Institute of Diagnostic and Interventional Radiology, School of Medicine, Klinikum Rechts der Isar, Technical University of Munich, 81675 Munich, Germany.
J Clin Med. 2022 Nov 22;11(23):6884. doi: 10.3390/jcm11236884.
The rate of abdominal surgical interventions and associated postoperative complications in inflammatory bowel disease (IBD) patients is still substantially high. There is an ongoing debate as to whether or not patients who undergo treatment with anti-tumor necrosis factor-alpha (TNF-α) agents may have an increased risk for general and surgical postoperative complications. Therefore, a systematic review and meta-analysis was conducted in order to assess the effect of anti-TNF-α treatment within 12 weeks (washout period) prior to abdominal surgery on 30-day postoperative complications in patients with IBD. The results of previously published meta-analyses examining the effect of preoperative anti-TNF-α treatment on postoperative complications reported conflicting findings which is why we specifically focus on the effect of anti-TNF-α treatment within 12 weeks prior to surgery. PubMed, Cochrane, Scopus, Web of Science, World Health Organization Trial Registry, ClinicalTrials.gov and reference lists were searched (June 1995−February 2022) to identify studies, investigating effects of anti-TNF-α treatment prior to abdominal surgery on postoperative complications in IBD patients.
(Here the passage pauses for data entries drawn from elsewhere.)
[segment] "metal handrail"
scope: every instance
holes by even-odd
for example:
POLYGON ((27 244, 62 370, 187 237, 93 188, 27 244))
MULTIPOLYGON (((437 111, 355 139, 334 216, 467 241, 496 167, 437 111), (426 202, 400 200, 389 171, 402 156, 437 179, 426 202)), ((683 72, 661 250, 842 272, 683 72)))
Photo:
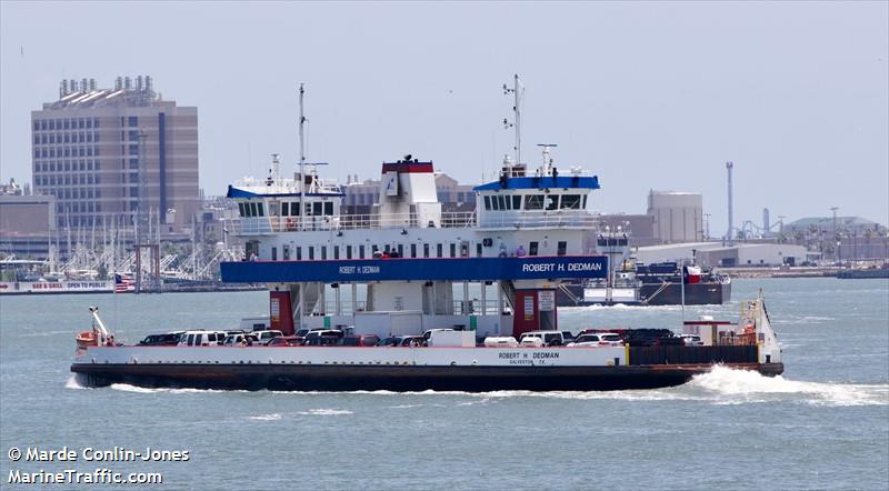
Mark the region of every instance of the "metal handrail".
POLYGON ((598 217, 586 211, 565 212, 521 211, 516 213, 485 213, 478 220, 475 211, 444 213, 343 214, 339 217, 253 217, 230 221, 234 234, 270 234, 289 231, 359 230, 359 229, 417 229, 417 228, 472 228, 479 229, 535 229, 598 227, 598 217))

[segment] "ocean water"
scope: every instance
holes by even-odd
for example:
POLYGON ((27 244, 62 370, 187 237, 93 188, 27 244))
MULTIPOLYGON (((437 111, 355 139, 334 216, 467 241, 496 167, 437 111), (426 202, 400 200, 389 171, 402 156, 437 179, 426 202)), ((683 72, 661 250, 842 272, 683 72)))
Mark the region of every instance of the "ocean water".
MULTIPOLYGON (((266 313, 267 294, 3 298, 0 488, 17 488, 14 470, 97 468, 201 490, 889 488, 889 281, 738 280, 735 301, 685 315, 735 320, 759 288, 782 377, 716 369, 662 390, 481 394, 83 389, 69 364, 88 305, 137 341, 234 327, 266 313), (189 460, 13 462, 12 447, 187 450, 189 460)), ((682 315, 576 308, 559 322, 672 328, 682 315)))

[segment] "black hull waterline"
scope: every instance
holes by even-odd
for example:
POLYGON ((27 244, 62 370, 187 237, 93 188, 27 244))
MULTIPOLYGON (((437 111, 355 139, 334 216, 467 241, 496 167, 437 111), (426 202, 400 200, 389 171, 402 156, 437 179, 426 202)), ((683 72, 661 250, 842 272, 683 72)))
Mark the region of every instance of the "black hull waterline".
MULTIPOLYGON (((782 363, 727 363, 765 375, 782 363)), ((271 364, 76 363, 71 371, 87 387, 128 383, 143 388, 273 391, 396 392, 499 390, 601 391, 680 385, 712 364, 620 367, 416 367, 271 364)))

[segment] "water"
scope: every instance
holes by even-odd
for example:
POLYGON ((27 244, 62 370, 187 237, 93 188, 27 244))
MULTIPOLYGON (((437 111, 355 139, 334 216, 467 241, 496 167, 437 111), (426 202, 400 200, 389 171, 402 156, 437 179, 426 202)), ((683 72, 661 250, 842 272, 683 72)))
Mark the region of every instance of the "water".
MULTIPOLYGON (((621 392, 276 393, 82 389, 73 334, 234 327, 263 292, 0 300, 0 487, 21 469, 162 472, 168 489, 887 489, 889 282, 739 280, 766 291, 786 373, 718 369, 621 392), (10 447, 188 450, 188 462, 10 462, 10 447)), ((675 327, 663 308, 560 310, 560 325, 675 327)), ((14 488, 14 487, 13 487, 14 488)))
Pooled odds ratios (OR) with 95% confidence intervals (CI) were calculated and subgroup analyses were performed. In this case, 55 cohort studies (22,714 patients) were included. Overall, postoperative complications (OR, 1.23; 95% CI, 1.04−1.45; p = 0.02), readmission (OR, 1.39; 95% CI, 1.11−1.73; p = 0.004), and intra-abdominal septic complications (OR, 1.89; 95% CI, 1.44−2.49; p < 0.00001) were significantly higher for anti-TNF-α-treated patients. Significantly higher intra-abdominal abscesses and readmission were found for anti-TNF-α-treated CD patients (p = 0.05; p = 0.002). Concomitant treatment with immunosuppressives in <50% of anti-TNF-α-treated patients was associated with significantly lower mortality rates (OR, 0.32; 95% CI, 0.12−0.83; p = 0.02). Anti-TNF-α treatment within 12 weeks prior to surgery is associated with higher short-term postoperative complication rates (general and surgical) for patients with IBD, especially CD.
炎症性肠病(IBD)患者的腹部外科手术干预率及相关术后并发症发生率仍然很高。对于接受抗肿瘤坏死因子-α(TNF-α)药物治疗的患者是否会增加全身及外科术后并发症的风险,目前仍存在争议。因此,本研究进行了一项系统评价和荟萃分析,以评估腹部手术前12周(洗脱期)内抗TNF-α治疗对IBD患者术后30天并发症的影响。先前发表的关于术前抗TNF-α治疗对术后并发症影响的荟萃分析结果相互矛盾,这就是我们特别关注手术前12周内抗TNF-α治疗效果的原因。检索了PubMed、Cochrane、Scopus、Web of Science、世界卫生组织试验注册库、ClinicalTrials.gov及参考文献列表(1995年6月至2022年2月),以确定研究腹部手术前抗TNF-α治疗对IBD患者术后并发症影响的研究。计算合并比值比(OR)及95%置信区间(CI),并进行亚组分析。本研究纳入了55项队列研究(22,714例患者)。总体而言,接受抗TNF-α治疗的患者术后并发症(OR,1.23;95%CI,1.04−1.45;p = 0.02)、再入院率(OR,1.39;95%CI,1.11−1.73;p = 0.004)和腹腔内感染并发症(OR,1.89;95%CI,1.44−2.49;p < 0.00001)显著更高。接受抗TNF-α治疗的克罗恩病(CD)患者腹腔内脓肿和再入院率显著更高(p = 0.05;p = 0.002)。抗TNF-α治疗的患者中,同时接受免疫抑制剂治疗的比例<50%与死亡率显著降低相关(OR,0.32;95%CI,0.12−0.83;p = 0.02)。手术前12周内进行抗TNF-α治疗与IBD患者,尤其是CD患者较高的短期术后并发症发生率(全身及外科)相关。